Like the waters in the exodus when the Israelites crossed through the Red Sea, the flood of evil is being held back and piled up in a heap. But one day, Paul says, that restraint will be removed. As one scholar suggests the phrase be translated, “He will leave the scene.” He will withdraw His restraining hand, and then the mystery of lawlessness and the apostasy and the man of lawlessness himself will have their day. “But today, today while there is yet time, today while you hear His voice, do not harden your hearts.” Today, while God is still being patient with you, today, while the window is held open by His restraining grace, today, come and bend the knee to Jesus Christ. The reassurance. The rebellion. The restraint.

The Return

And then finally, verse 8, and with this we are done – the return. The return. Look at verse 8. “The lawless one will be revealed, whom the Lord Jesus will kill with the breath of His mouth and bring to nothing by the appearance of His coming.” This man of lawlessness, empowered by Satan, performing mighty wonders and lying signs, for all his power, all his influence in a wicked world, he will be defeated not – notice this now – by some titanic battle. There will be no struggle, no wrestling match between equal and opposite forces. No, Jesus will simply appear. He will come in glory and breathe out His Word and the darkest power of hell will be vanquished and the strongest might of man overthrown. He will kill him with the breath of His mouth. The one who said to the storm, “Be still,” and the wind was silent and the waves ceased, that One will come again and speak in that same tone of quiet, utter surety and effortless power. And He will speak into the raging vortex of human rebellion and in His might and power, with His mere breath, He will conquer. And on that day, darkness will at last give way to light and sin give way to sanctity and wickedness to righteousness. On that day, death will give way to life and every tear will be wiped from our eyes. On that day, all wrongs will at last be righted and final, perfect justice will be done. On that day, Christ will come as Victor and every eye shall see Him and every knee bow to Him and every tongue confess Him Lord to the glory of God the Father.

However much we are meant to tremble at the terrible picture of a coming rebellion and a coming man of lawlessness in this text, if we are Christians, we are meant to rejoice even more deeply and find our hearts aching with renewed longing for the day when all of that will be undone and a new creation, a new heavens and a new earth, a home of righteousness will come when Jesus appears in His majesty. So yes, search your hearts. Make your calling and election sure. You, you must be born again! There is no defense against apostasy apart from the new birth.

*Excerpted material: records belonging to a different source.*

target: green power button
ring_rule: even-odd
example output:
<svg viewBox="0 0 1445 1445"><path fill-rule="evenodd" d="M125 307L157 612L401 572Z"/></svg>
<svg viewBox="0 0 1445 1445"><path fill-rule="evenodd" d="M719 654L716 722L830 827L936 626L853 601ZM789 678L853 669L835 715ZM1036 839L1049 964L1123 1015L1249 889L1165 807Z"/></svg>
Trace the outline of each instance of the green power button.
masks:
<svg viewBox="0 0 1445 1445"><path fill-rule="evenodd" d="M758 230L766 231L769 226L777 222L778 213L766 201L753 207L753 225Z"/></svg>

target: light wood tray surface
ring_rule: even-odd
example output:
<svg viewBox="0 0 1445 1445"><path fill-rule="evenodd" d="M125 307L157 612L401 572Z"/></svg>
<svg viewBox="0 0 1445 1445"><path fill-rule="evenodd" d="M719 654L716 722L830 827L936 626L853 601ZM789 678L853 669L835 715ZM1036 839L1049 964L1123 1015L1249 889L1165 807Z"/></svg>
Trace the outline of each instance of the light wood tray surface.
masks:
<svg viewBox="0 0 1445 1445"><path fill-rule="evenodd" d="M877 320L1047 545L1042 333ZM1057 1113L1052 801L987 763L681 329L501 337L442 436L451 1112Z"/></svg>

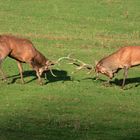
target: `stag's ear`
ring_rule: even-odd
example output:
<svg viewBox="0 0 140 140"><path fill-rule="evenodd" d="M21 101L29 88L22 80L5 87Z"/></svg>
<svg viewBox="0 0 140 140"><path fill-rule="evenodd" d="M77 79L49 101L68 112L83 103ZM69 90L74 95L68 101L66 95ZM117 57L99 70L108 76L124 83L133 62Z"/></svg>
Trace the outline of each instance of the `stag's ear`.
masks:
<svg viewBox="0 0 140 140"><path fill-rule="evenodd" d="M97 60L95 60L95 66L98 64L98 61Z"/></svg>

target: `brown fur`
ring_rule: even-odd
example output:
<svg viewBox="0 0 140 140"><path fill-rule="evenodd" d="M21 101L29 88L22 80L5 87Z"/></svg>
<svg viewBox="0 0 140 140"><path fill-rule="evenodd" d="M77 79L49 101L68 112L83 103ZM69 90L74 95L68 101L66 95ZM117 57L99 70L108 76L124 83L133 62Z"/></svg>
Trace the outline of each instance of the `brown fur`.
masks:
<svg viewBox="0 0 140 140"><path fill-rule="evenodd" d="M124 69L124 79L122 87L124 87L127 77L127 70L130 67L140 65L140 46L123 47L113 54L101 59L96 65L96 72L108 76L110 79L114 77L119 69Z"/></svg>
<svg viewBox="0 0 140 140"><path fill-rule="evenodd" d="M23 83L21 63L28 63L36 71L39 82L41 82L42 72L51 65L51 62L33 46L30 40L12 35L0 35L0 64L7 56L17 61ZM3 74L2 70L1 73ZM3 78L6 77L3 75Z"/></svg>

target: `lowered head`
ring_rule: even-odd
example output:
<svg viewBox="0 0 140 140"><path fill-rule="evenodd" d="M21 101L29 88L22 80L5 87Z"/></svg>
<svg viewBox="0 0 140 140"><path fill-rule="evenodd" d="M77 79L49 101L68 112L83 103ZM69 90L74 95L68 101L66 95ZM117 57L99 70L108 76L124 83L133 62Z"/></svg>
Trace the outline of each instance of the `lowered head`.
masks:
<svg viewBox="0 0 140 140"><path fill-rule="evenodd" d="M112 79L114 77L114 74L111 70L109 70L108 68L105 68L103 65L101 65L100 63L98 63L95 67L95 72L96 75L98 77L99 73L102 73L104 75L106 75L107 77L109 77L110 79Z"/></svg>
<svg viewBox="0 0 140 140"><path fill-rule="evenodd" d="M50 69L50 66L54 64L55 64L54 62L47 60L45 65L39 68L39 75L41 76L44 71L48 71Z"/></svg>

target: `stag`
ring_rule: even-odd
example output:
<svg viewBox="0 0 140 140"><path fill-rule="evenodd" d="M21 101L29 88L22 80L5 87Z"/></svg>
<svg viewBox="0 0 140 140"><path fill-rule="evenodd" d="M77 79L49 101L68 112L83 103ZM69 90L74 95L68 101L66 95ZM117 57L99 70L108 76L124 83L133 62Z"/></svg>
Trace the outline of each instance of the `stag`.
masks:
<svg viewBox="0 0 140 140"><path fill-rule="evenodd" d="M122 88L128 76L128 69L140 65L140 46L122 47L107 57L102 58L95 67L95 71L109 77L108 82L120 69L124 69Z"/></svg>
<svg viewBox="0 0 140 140"><path fill-rule="evenodd" d="M54 64L39 52L30 40L13 35L0 35L0 72L3 79L6 79L6 76L1 64L7 56L16 60L22 83L25 83L22 63L28 63L36 71L40 84L42 84L42 73L48 71Z"/></svg>

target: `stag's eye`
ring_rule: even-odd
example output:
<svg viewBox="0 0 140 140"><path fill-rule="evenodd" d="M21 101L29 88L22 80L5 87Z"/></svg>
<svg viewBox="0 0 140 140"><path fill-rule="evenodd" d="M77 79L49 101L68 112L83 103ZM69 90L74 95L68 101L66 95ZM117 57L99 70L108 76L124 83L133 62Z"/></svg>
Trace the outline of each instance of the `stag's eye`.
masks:
<svg viewBox="0 0 140 140"><path fill-rule="evenodd" d="M51 63L51 66L54 65L54 63Z"/></svg>

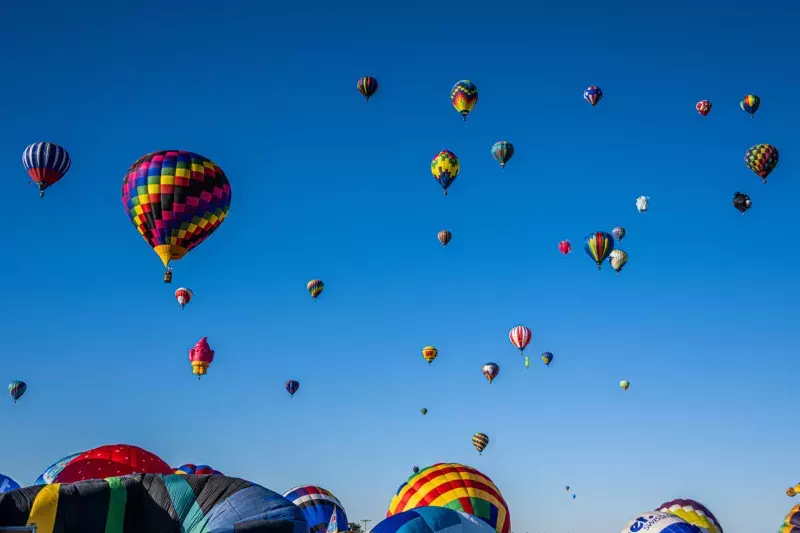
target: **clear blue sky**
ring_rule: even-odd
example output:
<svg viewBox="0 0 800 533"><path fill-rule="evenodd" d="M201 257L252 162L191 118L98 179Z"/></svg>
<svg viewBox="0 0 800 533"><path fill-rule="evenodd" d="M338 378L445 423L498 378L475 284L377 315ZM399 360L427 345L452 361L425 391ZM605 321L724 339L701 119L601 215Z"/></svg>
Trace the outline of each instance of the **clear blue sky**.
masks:
<svg viewBox="0 0 800 533"><path fill-rule="evenodd" d="M800 481L796 6L135 4L5 9L0 379L29 389L1 409L0 471L32 483L124 442L277 491L320 484L375 525L414 464L464 462L516 533L614 531L676 497L727 533L781 523ZM449 102L464 78L466 124ZM44 200L20 162L40 140L73 159ZM762 142L781 155L767 185L743 163ZM233 203L165 285L120 185L174 148L218 163ZM429 170L445 148L447 197ZM615 225L620 277L581 243ZM202 336L217 358L198 383Z"/></svg>

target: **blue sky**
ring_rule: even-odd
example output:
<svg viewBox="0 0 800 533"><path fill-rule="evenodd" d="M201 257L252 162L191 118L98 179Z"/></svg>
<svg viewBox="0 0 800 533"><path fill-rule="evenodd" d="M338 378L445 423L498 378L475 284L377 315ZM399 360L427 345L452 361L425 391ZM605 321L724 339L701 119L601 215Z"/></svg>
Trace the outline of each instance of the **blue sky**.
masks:
<svg viewBox="0 0 800 533"><path fill-rule="evenodd" d="M517 533L613 531L677 497L727 533L781 523L800 481L796 7L762 25L730 3L118 4L17 3L2 23L0 379L29 388L0 408L0 471L31 483L124 442L276 491L320 484L375 525L414 464L464 462ZM464 78L466 124L448 101ZM20 163L40 140L73 159L44 200ZM762 142L781 156L767 185L743 163ZM233 202L168 286L119 197L133 161L174 148L218 163ZM447 197L442 149L461 161ZM619 277L581 242L615 225ZM202 336L217 358L198 383Z"/></svg>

And yes, tremble, tremble and flee the wrath to come while the restraining hand of sovereign grace holds back the flood of wickedness. There is yet time, but the window one day will close. But then, having trusted in Christ, look forward with eager expectation, with longing in your heart, to the dawn of that bright, eternal day when the trumpet will sound and Christ shall come. And then rise and say with the apostle John, “Even so, come, Lord Jesus.”

Let’s pray together.

Our Father, these are hard truths, they are challenging and sobering and we bow before You praying for grace that Your Word might not, like seeds sown on rocky soil, sit merely on the surface of our hearts, bounce across the surface of our consciences. Instead, would You plant it deeply within us and cause it to sprout and bear much fruit. Bring to repentance those who still resist You. Cause them to see that Christ alone is a Savior for sinners, and so flee to Him. And those of us who are passing through trials, help us to long for the great and glorious day when Christ shall come and death and sin and sorrow will be no more. O Lord Jesus, come soon. Give us grace to wait for Your appearing and to run our races with perseverance till that day dawns. For we ask this in Your name, amen.